According to the report, research has established HbA1c, the most commonly used marker of hyperglycemia, as a predictor of diabetic neuropathy. Recently, however, there has been evidence that dyslipidemia is also positively correlated with the disorder.
Dr. Feldman's team assessed sural nerve MFD, nerve conduction velocities, vibration perception thresholds, clinical symptoms, and pain in 427 patients with diabetic neuropathy. A variety of standard laboratory tests, including triglyceride measurement, were also performed.
Diabetic neuropathy was considered to be progressing if the MFD over 52 weeks dropped by 500 or more fibers/mm.
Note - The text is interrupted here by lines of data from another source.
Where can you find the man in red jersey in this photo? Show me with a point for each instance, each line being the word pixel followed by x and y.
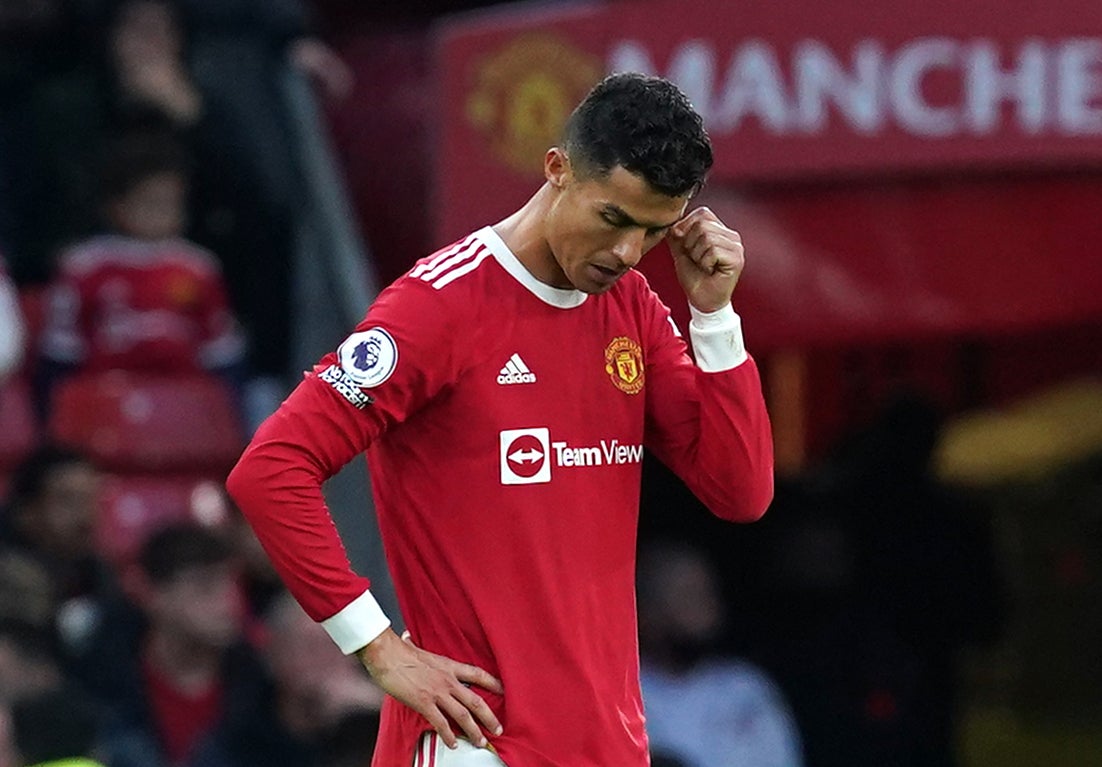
pixel 504 390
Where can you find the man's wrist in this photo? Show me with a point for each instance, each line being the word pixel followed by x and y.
pixel 357 624
pixel 719 317
pixel 716 337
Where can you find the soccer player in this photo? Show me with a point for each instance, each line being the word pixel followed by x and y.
pixel 504 390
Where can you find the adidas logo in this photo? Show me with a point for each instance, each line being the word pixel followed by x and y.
pixel 516 371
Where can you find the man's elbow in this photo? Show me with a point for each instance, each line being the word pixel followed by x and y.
pixel 242 482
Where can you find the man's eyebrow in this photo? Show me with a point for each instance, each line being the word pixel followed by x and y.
pixel 625 219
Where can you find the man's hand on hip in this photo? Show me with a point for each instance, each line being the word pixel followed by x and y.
pixel 433 686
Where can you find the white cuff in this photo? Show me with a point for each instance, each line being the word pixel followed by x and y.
pixel 717 338
pixel 359 623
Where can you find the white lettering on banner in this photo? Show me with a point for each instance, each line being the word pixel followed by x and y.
pixel 1054 87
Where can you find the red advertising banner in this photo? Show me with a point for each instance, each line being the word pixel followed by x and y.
pixel 897 169
pixel 788 90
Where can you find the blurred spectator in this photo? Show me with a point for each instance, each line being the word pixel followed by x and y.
pixel 165 63
pixel 26 590
pixel 51 518
pixel 28 661
pixel 310 688
pixel 256 159
pixel 55 728
pixel 703 708
pixel 171 678
pixel 262 584
pixel 33 45
pixel 141 298
pixel 12 332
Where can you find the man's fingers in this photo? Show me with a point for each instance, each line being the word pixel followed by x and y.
pixel 473 674
pixel 439 722
pixel 481 710
pixel 460 711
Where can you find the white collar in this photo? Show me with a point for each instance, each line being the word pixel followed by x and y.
pixel 563 298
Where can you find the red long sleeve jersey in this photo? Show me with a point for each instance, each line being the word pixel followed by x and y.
pixel 505 422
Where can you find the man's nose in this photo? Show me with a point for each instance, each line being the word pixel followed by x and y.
pixel 628 249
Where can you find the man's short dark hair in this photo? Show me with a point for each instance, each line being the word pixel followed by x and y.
pixel 180 547
pixel 646 126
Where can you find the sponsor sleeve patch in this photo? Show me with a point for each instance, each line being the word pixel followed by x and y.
pixel 344 386
pixel 368 357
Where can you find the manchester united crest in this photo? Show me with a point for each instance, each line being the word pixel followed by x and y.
pixel 624 365
pixel 522 94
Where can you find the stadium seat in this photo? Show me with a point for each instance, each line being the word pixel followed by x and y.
pixel 19 433
pixel 134 506
pixel 137 422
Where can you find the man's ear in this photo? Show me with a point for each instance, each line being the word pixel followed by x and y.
pixel 557 168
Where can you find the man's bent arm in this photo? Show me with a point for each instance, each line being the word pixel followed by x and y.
pixel 278 485
pixel 709 422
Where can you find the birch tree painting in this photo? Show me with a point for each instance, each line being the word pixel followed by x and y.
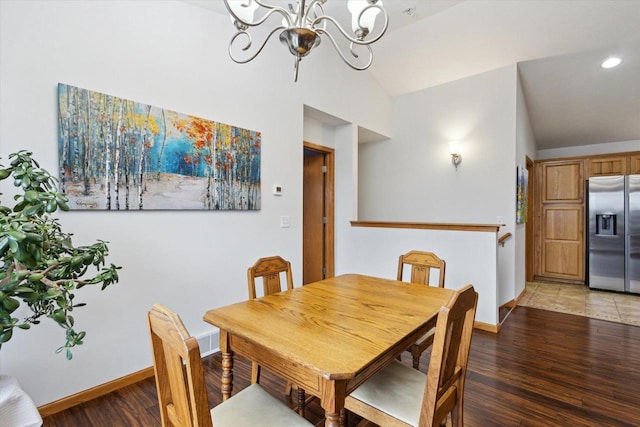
pixel 117 154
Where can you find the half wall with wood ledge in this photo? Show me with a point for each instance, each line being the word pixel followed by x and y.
pixel 470 251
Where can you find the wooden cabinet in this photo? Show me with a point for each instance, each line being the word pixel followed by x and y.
pixel 608 166
pixel 562 181
pixel 561 249
pixel 559 211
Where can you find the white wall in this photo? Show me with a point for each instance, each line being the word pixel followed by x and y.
pixel 590 150
pixel 172 55
pixel 410 176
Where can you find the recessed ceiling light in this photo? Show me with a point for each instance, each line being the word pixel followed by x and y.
pixel 611 62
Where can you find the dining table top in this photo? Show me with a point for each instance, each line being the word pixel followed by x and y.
pixel 336 327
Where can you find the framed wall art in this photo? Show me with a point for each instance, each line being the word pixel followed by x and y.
pixel 118 154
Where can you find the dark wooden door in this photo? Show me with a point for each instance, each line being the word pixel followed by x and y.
pixel 313 241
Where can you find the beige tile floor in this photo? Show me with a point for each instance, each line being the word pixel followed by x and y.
pixel 580 300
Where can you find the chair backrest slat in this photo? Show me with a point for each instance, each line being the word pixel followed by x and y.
pixel 182 392
pixel 449 358
pixel 421 264
pixel 269 269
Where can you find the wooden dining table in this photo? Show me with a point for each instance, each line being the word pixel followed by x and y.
pixel 327 337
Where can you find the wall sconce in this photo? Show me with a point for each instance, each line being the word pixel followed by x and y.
pixel 454 150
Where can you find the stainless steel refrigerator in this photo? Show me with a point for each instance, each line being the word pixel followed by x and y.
pixel 613 240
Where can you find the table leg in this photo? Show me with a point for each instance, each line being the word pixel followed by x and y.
pixel 302 400
pixel 332 419
pixel 333 395
pixel 227 375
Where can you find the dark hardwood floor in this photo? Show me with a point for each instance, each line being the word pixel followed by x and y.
pixel 543 369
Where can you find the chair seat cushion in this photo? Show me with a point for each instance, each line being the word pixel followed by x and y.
pixel 254 406
pixel 396 390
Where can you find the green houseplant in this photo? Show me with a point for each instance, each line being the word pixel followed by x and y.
pixel 40 266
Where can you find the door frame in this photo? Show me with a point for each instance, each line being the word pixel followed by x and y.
pixel 329 205
pixel 530 224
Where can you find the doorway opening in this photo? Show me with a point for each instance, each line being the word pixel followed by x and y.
pixel 318 213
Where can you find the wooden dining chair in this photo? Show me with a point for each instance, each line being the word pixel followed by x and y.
pixel 270 269
pixel 181 387
pixel 422 264
pixel 401 396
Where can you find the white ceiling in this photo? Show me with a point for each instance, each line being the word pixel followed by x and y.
pixel 557 44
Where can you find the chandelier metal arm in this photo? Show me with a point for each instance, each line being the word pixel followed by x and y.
pixel 342 55
pixel 271 10
pixel 248 45
pixel 302 27
pixel 344 33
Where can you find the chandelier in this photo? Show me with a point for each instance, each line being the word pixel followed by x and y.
pixel 302 26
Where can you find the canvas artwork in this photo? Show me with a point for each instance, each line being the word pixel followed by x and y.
pixel 522 188
pixel 118 154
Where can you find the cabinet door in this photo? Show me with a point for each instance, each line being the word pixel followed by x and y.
pixel 608 166
pixel 563 182
pixel 563 242
pixel 634 167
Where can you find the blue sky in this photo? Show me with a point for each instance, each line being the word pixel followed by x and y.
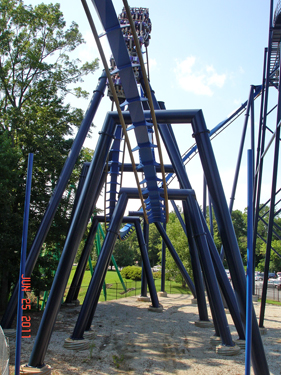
pixel 202 54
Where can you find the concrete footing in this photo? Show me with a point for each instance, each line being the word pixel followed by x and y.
pixel 215 340
pixel 144 299
pixel 227 350
pixel 74 303
pixel 89 335
pixel 10 332
pixel 240 343
pixel 263 331
pixel 27 370
pixel 82 344
pixel 156 309
pixel 162 294
pixel 204 323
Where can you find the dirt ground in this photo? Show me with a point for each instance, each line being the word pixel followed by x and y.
pixel 129 339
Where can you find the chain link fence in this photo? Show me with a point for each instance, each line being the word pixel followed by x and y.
pixel 4 354
pixel 115 291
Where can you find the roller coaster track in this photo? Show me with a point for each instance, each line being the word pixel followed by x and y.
pixel 126 231
pixel 142 128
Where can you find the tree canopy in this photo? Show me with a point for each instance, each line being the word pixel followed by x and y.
pixel 36 75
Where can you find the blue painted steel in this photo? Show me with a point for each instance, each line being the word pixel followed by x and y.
pixel 22 263
pixel 110 22
pixel 163 263
pixel 114 170
pixel 146 264
pixel 240 154
pixel 86 313
pixel 214 295
pixel 250 272
pixel 272 205
pixel 81 267
pixel 263 127
pixel 143 273
pixel 89 196
pixel 228 236
pixel 46 222
pixel 176 258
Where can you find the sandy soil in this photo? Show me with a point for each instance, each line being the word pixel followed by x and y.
pixel 129 339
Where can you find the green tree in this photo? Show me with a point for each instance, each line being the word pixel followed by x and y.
pixel 36 75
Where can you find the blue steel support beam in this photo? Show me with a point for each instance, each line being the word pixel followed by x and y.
pixel 56 196
pixel 163 263
pixel 240 154
pixel 176 258
pixel 228 236
pixel 86 313
pixel 175 157
pixel 224 283
pixel 259 171
pixel 81 267
pixel 95 300
pixel 146 264
pixel 143 273
pixel 250 268
pixel 88 199
pixel 213 291
pixel 272 206
pixel 110 22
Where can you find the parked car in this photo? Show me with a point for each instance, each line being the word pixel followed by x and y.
pixel 271 275
pixel 156 268
pixel 274 283
pixel 258 276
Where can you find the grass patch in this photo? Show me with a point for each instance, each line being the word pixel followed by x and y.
pixel 271 302
pixel 115 290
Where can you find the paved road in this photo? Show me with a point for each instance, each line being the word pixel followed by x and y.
pixel 272 293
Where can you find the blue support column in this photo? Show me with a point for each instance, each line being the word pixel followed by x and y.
pixel 88 199
pixel 80 269
pixel 22 275
pixel 163 263
pixel 214 295
pixel 87 312
pixel 176 258
pixel 177 163
pixel 249 266
pixel 147 267
pixel 143 274
pixel 56 197
pixel 227 235
pixel 272 205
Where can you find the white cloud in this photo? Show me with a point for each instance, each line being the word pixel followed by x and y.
pixel 89 50
pixel 152 63
pixel 197 78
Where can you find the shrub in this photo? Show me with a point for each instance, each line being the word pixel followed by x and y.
pixel 157 275
pixel 131 272
pixel 93 265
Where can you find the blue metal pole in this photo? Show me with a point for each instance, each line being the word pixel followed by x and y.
pixel 249 308
pixel 176 258
pixel 228 237
pixel 163 263
pixel 80 270
pixel 22 263
pixel 87 311
pixel 88 199
pixel 143 274
pixel 146 265
pixel 45 225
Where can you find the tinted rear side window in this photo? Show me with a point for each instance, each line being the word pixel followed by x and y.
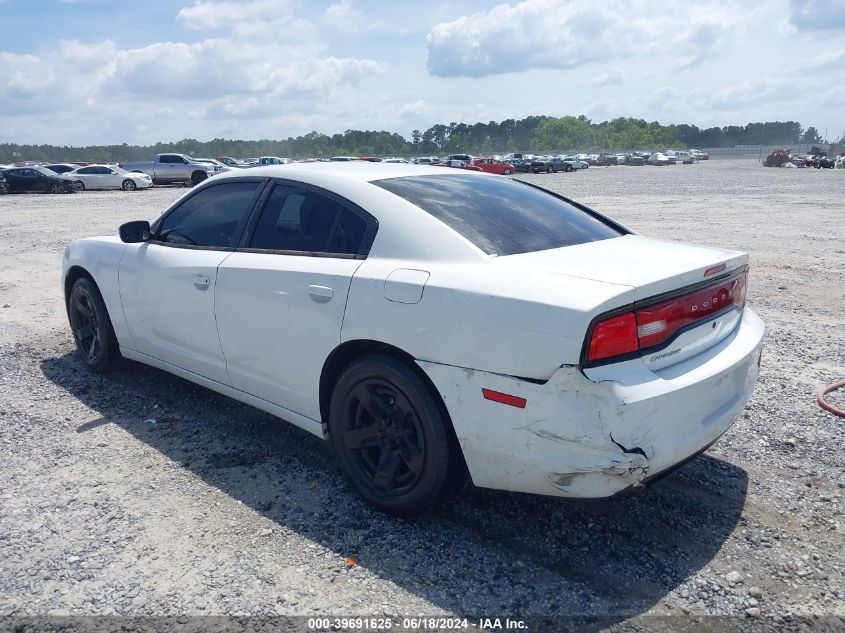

Conversely, non-progression was defined as MFD loss of 100 or fewer fibers/mm.
Overall, 133 subjects had progressing neuropathy, 174 had non-progressing neuropathy, and 120 had MFD loss that placed them between these extremes. Subjects with progressing neuropathy had a 25% drop in MFD from baseline, while non-progressors had no change.
As noted, elevated triglyceride level at baseline was an independent predictor of neuropathy progression. Decreased peroneal motor nerve conduction velocity was also a risk factor for progression, the results show.
By contrast, active drug treatment, diabetes duration, age, and body mass index were not significant correlates of neuropathy progression.
"The correlation between triglycerides and diabetic neuropathy progression suggests that hyperglycemia and aberrant glucose metabolism are not the only factors contributing to nerve damage," the authors state. "The exact mechanism underlying triglyceride mediated injury has yet to be elucidated but may (involve) dysregulated lipid metabolism within motor and/or sensory neurons."